Copper trades near 2-week low after China factory data

Copper prices traded near a two-week low on Wednesday, as market players digested a pair of reports on Chinese factory activity, amid growing concerns over a slowdown in the world’s second largest economy.
On the Comex division of the New York Mercantile Exchange, copper for May delivery hit an intraday low of $2.736 a pound, before trading at $2.747 during European morning hours, up 0.7 cents, or 0.27%.
A day earlier, copper hit $2.735, the lowest since March 20, before settling at $2.740, down 4.1 cents, or 1.49%.
Futures were likely to find support at $2.644, the low from March 20, and resistance at $2.809, the high from March 27.
Official data released earlier showed that China’s manufacturing purchasing managers’ index inched up to 50.1 this month, just above the 50-point level that separates growth in activity from contraction. Analysts had expected a reading of 49.7, down slightly from February’s reading of 49.9.

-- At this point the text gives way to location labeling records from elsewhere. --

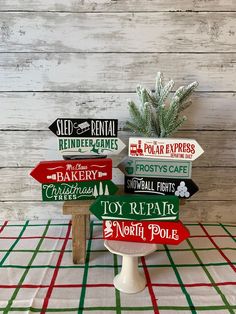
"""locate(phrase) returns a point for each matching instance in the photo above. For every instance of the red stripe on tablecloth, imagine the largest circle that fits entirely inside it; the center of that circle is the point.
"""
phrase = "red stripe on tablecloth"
(3, 226)
(29, 286)
(55, 273)
(218, 248)
(149, 285)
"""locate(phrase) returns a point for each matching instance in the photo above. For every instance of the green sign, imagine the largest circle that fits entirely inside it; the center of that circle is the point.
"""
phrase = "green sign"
(137, 207)
(71, 191)
(156, 168)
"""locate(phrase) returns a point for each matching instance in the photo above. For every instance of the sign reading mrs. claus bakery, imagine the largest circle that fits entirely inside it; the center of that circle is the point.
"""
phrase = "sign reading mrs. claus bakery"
(164, 148)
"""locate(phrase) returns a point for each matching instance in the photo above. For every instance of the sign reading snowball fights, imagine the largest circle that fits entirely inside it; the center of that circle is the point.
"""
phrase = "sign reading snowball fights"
(183, 188)
(70, 191)
(164, 148)
(73, 170)
(156, 168)
(171, 233)
(136, 207)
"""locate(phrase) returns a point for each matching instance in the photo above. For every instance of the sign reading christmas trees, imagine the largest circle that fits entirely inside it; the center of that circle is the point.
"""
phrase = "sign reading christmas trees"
(164, 148)
(171, 233)
(136, 207)
(70, 191)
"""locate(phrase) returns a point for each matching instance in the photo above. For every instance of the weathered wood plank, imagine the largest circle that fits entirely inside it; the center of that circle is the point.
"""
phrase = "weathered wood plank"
(26, 149)
(130, 32)
(36, 111)
(214, 184)
(115, 5)
(192, 211)
(110, 72)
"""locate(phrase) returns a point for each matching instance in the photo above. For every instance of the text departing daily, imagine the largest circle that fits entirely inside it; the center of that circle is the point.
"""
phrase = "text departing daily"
(183, 188)
(85, 127)
(165, 232)
(90, 146)
(70, 191)
(136, 207)
(73, 170)
(156, 168)
(164, 148)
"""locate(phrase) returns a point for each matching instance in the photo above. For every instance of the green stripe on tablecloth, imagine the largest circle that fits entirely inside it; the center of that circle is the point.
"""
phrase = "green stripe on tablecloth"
(85, 276)
(228, 233)
(223, 298)
(15, 243)
(188, 298)
(117, 292)
(112, 266)
(10, 301)
(125, 308)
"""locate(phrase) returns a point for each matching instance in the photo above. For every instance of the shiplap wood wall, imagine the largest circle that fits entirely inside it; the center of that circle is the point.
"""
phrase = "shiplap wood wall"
(84, 59)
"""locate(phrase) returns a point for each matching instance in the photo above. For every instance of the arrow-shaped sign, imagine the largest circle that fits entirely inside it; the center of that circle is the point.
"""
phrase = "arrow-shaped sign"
(136, 207)
(156, 168)
(183, 188)
(85, 127)
(171, 233)
(164, 148)
(70, 191)
(73, 170)
(90, 146)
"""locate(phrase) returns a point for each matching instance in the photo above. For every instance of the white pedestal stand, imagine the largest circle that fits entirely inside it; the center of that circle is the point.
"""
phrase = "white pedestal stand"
(129, 280)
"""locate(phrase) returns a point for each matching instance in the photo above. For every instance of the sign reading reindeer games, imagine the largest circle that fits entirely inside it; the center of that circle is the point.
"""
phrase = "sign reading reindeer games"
(87, 136)
(136, 207)
(164, 148)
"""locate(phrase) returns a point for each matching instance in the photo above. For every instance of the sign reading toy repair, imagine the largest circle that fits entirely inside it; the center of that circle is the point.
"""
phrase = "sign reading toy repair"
(156, 168)
(136, 207)
(73, 170)
(70, 191)
(171, 233)
(164, 148)
(183, 188)
(85, 127)
(90, 146)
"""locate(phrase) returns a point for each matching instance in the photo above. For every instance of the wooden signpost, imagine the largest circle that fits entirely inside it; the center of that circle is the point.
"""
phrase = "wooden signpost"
(73, 170)
(164, 148)
(70, 191)
(90, 146)
(171, 233)
(136, 207)
(156, 168)
(183, 188)
(85, 127)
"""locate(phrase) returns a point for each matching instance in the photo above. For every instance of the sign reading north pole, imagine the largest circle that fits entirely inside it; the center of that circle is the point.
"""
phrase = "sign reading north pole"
(71, 191)
(183, 188)
(136, 207)
(164, 148)
(171, 233)
(85, 127)
(156, 168)
(73, 170)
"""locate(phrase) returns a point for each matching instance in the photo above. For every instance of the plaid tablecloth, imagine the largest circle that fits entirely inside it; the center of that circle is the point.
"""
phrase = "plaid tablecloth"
(37, 274)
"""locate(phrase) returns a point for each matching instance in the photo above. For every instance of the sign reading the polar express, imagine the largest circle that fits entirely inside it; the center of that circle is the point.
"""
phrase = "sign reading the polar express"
(85, 127)
(155, 168)
(164, 148)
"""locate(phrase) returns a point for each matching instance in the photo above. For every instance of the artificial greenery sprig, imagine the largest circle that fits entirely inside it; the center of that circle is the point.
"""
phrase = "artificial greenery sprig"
(159, 112)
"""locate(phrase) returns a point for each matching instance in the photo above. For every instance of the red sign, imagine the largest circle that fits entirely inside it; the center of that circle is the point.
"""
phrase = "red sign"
(73, 170)
(147, 231)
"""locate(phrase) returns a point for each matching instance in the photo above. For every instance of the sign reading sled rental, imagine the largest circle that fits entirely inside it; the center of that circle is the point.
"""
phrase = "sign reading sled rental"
(164, 148)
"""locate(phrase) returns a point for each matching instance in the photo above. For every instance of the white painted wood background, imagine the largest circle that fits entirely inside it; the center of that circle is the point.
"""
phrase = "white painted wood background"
(84, 59)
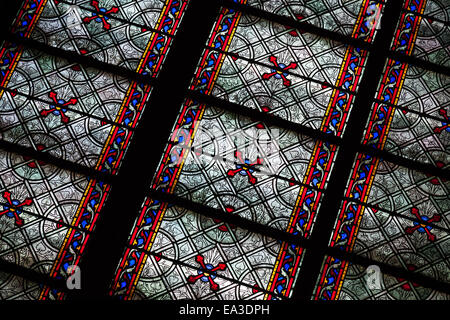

Meanwhile, the China HSBC (LONDON:HSBA) final manufacturing PMI was revised up to 49.6 in March from an initial estimate of 49.2 but down from 50.7 the previous month.
Despite the modest uptick in the headline number, the data underlined the view that policymakers in Beijing will have to introduce further stimulus measures to boost growth and spur economic activity.
The Asian nation is the world’s largest copper consumer, accounting for almost 40% of world consumption last year.
Elsewhere on the Comex, gold futures for June delivery inched up $1.70, or 0.14%, to trade at $1,184.90 a troy ounce, while silver futures for May delivery tacked on 2.0 cents, or 0.12% to trade at $16.61 an ounce.
The U.S. dollar index, which measures the greenback’s strength against a trade-weighted basket of six major currencies, was down 0.1% to 98.60 early on Wednesday.
The U.S. was to release the ADP report on private sector jobs growth later in the day.
Investors were also turning their attention to Friday’s U.S. employment report for February for further indications on the future path of monetary policy.
A strong U.S. nonfarm payrolls report was likely to add to speculation over when the Federal Reserve will begin to raise interest rates, while a weak number could weigh on the dollar by undermining the argument for an early rate hike.